Joanne, your point is well-taken. Many social problems have been relegated to volunteer groups to solve (churches, etc), in short making them “less than” in terms of importance because we refuse as a society to address them with a budget, paid staff, etc., or simply cannot address them any other way. And many of these volunteer efforts have been, traditionally, lead and staffed by women. In fact, some MHC alumnae I interviewed spoke to your point, citing the “free” work they provided over the years — most of them were not resentful but resigned to that and laughed about it, BTW. The volunteer experience (and that includes management, philosophy, results, etc) is fundamentally different from that of a top-down corporate structure, however (namely, traditional paid work), where profit is the motive. In volunteering, there’s an entirely different approach to people and projects, precisely because the profit motive isn’t the driver. That makes the volunteer experience entirely different philosophically and experientially. While volunteering often demands many of the same requirements of work, the volunteer “gets” something by volunteering she cannot get in her career, which makes all the difference. Volunteers will always turn out for a good project precisely because it delivers those intangibles they can never get in their often-stiffling careers, namely the chance to work on something that’s good for the community and that they care about it — not because their boss demands it.
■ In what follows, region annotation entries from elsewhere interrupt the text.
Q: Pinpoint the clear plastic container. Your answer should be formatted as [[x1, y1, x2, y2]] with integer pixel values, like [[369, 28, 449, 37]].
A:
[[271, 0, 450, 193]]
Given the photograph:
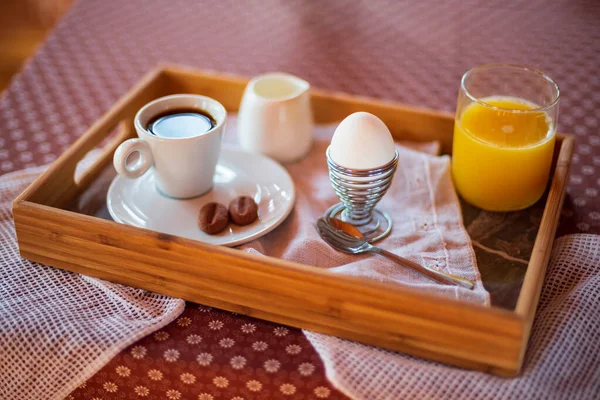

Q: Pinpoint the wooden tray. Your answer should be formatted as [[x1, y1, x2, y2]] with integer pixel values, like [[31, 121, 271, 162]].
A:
[[13, 67, 574, 376]]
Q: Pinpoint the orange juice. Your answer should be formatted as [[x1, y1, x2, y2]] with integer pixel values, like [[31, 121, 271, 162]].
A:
[[452, 96, 555, 211]]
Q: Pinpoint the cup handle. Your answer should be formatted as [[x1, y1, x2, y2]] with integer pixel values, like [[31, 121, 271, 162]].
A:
[[113, 139, 153, 179]]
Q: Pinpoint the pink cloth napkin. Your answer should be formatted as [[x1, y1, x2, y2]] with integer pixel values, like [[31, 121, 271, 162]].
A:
[[225, 117, 489, 305]]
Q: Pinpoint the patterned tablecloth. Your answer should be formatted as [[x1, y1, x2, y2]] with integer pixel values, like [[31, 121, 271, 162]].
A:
[[0, 0, 600, 399]]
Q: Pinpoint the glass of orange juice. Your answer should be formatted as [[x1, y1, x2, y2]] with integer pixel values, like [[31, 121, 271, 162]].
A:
[[452, 64, 560, 211]]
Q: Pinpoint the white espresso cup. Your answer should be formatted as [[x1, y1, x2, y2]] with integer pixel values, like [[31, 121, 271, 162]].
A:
[[237, 72, 313, 163], [113, 94, 227, 199]]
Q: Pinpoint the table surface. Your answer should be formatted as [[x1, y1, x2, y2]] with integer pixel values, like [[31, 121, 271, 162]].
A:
[[0, 0, 600, 399]]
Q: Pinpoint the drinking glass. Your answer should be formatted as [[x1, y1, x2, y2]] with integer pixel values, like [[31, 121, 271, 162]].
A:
[[452, 64, 560, 211]]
I cannot comment on the capitalization in the online version, only to tell you the print version did not have these problems. Glad you enjoyed the article, Ronny. I only wish I was able to tell EVERY alumna’s volunteerism story! As you can imagine, there are many, and all of them impressive.
A very good and important article. Sometimes I am amazed by friends who do NOT volunteer. Because I have been editing a friend’s book (a volunteer “job”), I find myself picky about the printed word and would like to comment that this article needed an editor, especially for capitalization! Take a look!